ただし、財源問題をめぐって候補者間で全く論戦がないのかというとそうではない。7月13日に放送されたフジテレビのBSプライムニュースに3人の候補が出演し、司会者をまじえて約1時間25分、討論を交わした。
BSプライムニュースでの財源論戦を聴いて
その中で、地方法人課税が話題に上り、小池氏から鳥越氏に地方法人税の一部である「法人事業税」が国税化され、地方財源の偏在を緩和するため(の地方交付税)の財源にされたが、これについてどう思うかという質問が投げられた。これについて、鳥越氏は都民の財源を国が吸い上げるそのような仕組みには反対していきたいと答えた。 問題になった法人事業税(地方税の一種)の国税化は増田氏が総務大臣を務めた福田康夫内閣の時代(2008年度~)に始まったものだが、これについて、今度は鳥越氏から増田氏に対し、次のような質問が投げられた。
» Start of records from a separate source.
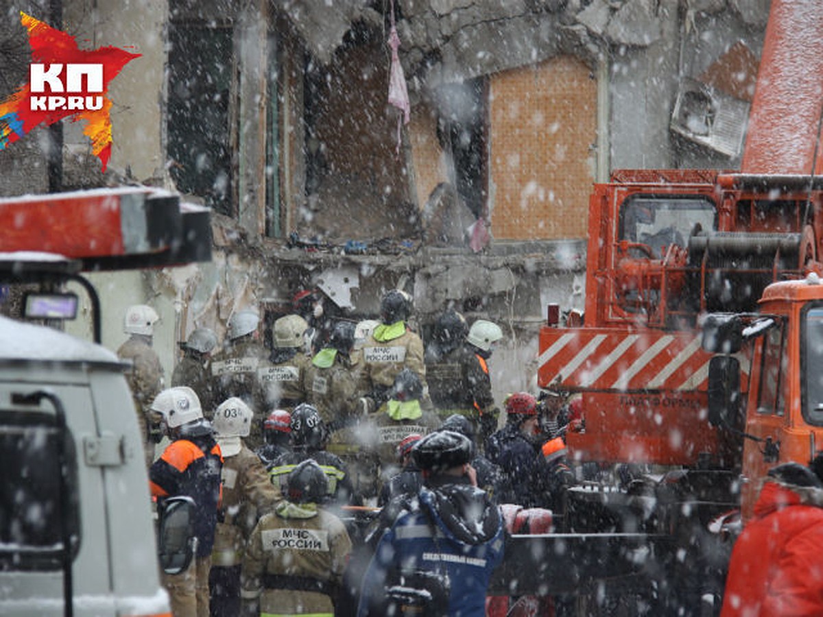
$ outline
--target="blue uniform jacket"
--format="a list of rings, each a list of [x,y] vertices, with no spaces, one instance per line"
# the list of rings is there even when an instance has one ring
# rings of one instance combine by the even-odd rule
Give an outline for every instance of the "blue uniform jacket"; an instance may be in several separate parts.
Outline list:
[[[463,483],[423,488],[416,505],[384,532],[363,578],[358,617],[378,614],[398,568],[448,573],[449,615],[484,617],[489,579],[503,559],[497,506],[483,490]]]

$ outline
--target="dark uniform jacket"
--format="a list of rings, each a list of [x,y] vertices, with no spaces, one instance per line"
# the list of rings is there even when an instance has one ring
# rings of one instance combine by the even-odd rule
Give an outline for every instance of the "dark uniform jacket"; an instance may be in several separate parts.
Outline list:
[[[151,494],[194,500],[198,557],[208,557],[214,546],[222,466],[220,446],[209,434],[173,441],[149,470]]]

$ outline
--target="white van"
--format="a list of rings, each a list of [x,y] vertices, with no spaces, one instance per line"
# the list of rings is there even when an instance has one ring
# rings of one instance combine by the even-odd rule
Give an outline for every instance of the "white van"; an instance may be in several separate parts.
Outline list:
[[[170,615],[123,368],[0,318],[0,615]]]

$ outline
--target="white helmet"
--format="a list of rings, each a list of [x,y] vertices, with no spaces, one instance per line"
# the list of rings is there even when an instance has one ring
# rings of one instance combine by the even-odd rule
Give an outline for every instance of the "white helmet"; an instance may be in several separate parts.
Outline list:
[[[260,318],[254,311],[249,308],[238,311],[229,319],[229,338],[239,338],[253,332],[259,322]]]
[[[488,351],[491,349],[492,343],[503,338],[503,331],[500,327],[494,322],[486,319],[478,319],[472,324],[468,330],[468,336],[466,340],[475,347]]]
[[[151,336],[154,333],[154,324],[160,319],[157,312],[148,304],[135,304],[126,310],[123,332],[126,334],[144,334]]]
[[[243,399],[237,397],[226,399],[215,411],[212,420],[216,437],[249,437],[253,415]]]
[[[286,315],[274,322],[272,334],[275,347],[302,347],[303,335],[309,329],[306,320],[300,315]]]
[[[203,417],[200,399],[188,386],[176,386],[161,392],[151,403],[151,411],[162,414],[165,425],[170,429]]]
[[[369,340],[374,328],[380,325],[376,319],[364,319],[355,326],[355,349],[360,349]]]
[[[186,347],[201,354],[207,354],[217,346],[217,335],[210,327],[197,327],[188,335]]]

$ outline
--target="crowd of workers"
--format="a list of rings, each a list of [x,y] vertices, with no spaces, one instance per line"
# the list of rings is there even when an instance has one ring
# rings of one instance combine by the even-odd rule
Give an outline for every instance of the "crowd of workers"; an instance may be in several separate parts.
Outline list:
[[[583,420],[574,401],[515,392],[499,423],[487,360],[500,327],[469,327],[448,310],[424,350],[411,310],[392,290],[379,321],[339,320],[314,337],[305,318],[286,315],[270,349],[257,313],[239,311],[221,348],[207,328],[191,333],[161,390],[157,315],[129,309],[119,354],[133,363],[152,494],[160,509],[181,494],[198,506],[193,564],[164,573],[175,615],[507,614],[486,597],[503,556],[500,504],[562,512],[574,481],[564,434]],[[774,614],[816,614],[820,582],[797,579],[816,559],[807,549],[823,545],[823,483],[795,463],[767,480],[763,520],[735,547],[723,615],[768,602]],[[374,514],[365,529],[346,524],[364,510]],[[778,544],[769,516],[786,526]],[[770,559],[752,559],[765,542]],[[357,546],[365,572],[351,567]]]

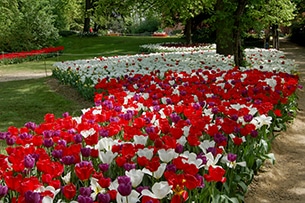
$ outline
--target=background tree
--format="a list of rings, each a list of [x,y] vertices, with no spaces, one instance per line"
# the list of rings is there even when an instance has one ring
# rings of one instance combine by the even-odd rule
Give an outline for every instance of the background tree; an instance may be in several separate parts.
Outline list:
[[[1,8],[9,15],[5,18],[8,25],[2,25],[6,28],[1,33],[5,40],[1,40],[0,47],[4,51],[39,49],[56,42],[59,35],[48,0],[10,1],[9,6],[3,2],[5,7]]]

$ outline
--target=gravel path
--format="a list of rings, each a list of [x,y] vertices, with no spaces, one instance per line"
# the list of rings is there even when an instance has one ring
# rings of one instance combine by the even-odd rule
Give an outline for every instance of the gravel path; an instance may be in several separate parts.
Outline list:
[[[294,59],[300,72],[300,84],[305,85],[305,48],[281,41],[281,50]],[[51,72],[1,72],[0,82],[50,76]],[[275,165],[265,164],[249,187],[245,203],[304,203],[305,202],[305,92],[298,90],[299,112],[286,132],[272,145]]]
[[[298,64],[300,84],[305,88],[305,48],[281,41],[281,50]],[[245,203],[305,202],[305,91],[298,90],[299,111],[286,132],[272,144],[275,165],[266,164],[250,186]]]

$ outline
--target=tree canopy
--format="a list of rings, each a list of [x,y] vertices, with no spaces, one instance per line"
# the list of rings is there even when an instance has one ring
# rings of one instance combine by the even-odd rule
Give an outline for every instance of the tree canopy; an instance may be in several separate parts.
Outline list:
[[[241,65],[244,33],[270,27],[276,33],[304,8],[302,0],[2,0],[0,50],[47,46],[62,30],[128,33],[147,21],[152,32],[181,23],[188,43],[207,26],[216,33],[217,51],[234,54]]]

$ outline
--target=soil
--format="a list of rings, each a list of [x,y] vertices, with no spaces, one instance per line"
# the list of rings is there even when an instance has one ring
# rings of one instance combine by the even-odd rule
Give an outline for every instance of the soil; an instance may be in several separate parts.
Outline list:
[[[289,59],[298,65],[300,85],[305,86],[305,47],[287,40],[281,40],[281,50]],[[45,72],[31,74],[22,72],[6,74],[0,70],[0,82],[46,77]],[[54,78],[48,78],[50,88],[67,98],[84,102],[84,106],[92,106],[82,100],[79,94],[68,86],[63,86]],[[246,194],[245,203],[304,203],[305,202],[305,92],[297,91],[299,110],[287,131],[281,132],[272,144],[275,154],[274,165],[266,162],[255,176]]]
[[[305,87],[305,48],[281,40],[281,50],[295,60],[300,73],[300,85]],[[297,116],[286,132],[272,143],[274,165],[265,163],[249,187],[245,203],[304,203],[305,202],[305,92],[299,97]]]

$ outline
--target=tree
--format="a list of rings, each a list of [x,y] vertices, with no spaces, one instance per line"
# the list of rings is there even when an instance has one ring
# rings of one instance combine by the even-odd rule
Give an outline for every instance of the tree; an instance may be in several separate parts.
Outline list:
[[[12,26],[16,19],[20,18],[17,0],[0,1],[0,51],[9,51]]]
[[[185,25],[184,35],[188,44],[192,44],[192,32],[198,16],[213,11],[214,0],[155,0],[156,8],[162,13],[166,25],[175,25],[179,22]]]
[[[8,2],[8,1],[7,1]],[[7,16],[1,24],[0,47],[4,51],[26,51],[47,47],[58,39],[54,15],[48,0],[2,1]],[[1,15],[1,18],[3,16]]]
[[[213,18],[217,22],[217,53],[233,54],[235,65],[243,65],[243,33],[256,26],[260,29],[273,26],[277,40],[278,26],[289,24],[294,9],[290,0],[217,0]],[[278,47],[278,40],[274,45]]]

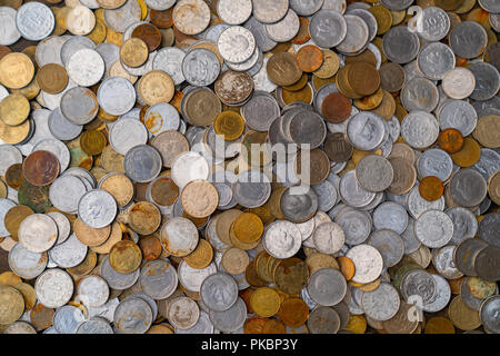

すなわち、先に行われた日本記者クラブでの共同記者会見の場で、増田氏は法人事業税の国税化はもうなくなったと発言した、しかし、調べてみると今でも続いている、これはどういうことか? これについて増田氏は、本来は国税化するのではなく、地方消費税に入れて地方に再配分するべきものと考えている、実際はどうかというと消費税率の10%への引き上げが実施されるまでの暫定的措置として導入されたため、消費税引き上げが見送られたことから、廃止されないままとなっていると答えた。ちなみに、東京都の計算によると、こうした法人事業税の国税化で、これまでに累計1.3兆円もの財源が失われた(東京都財政局「東京都の財政」2016年4月、8ページ)。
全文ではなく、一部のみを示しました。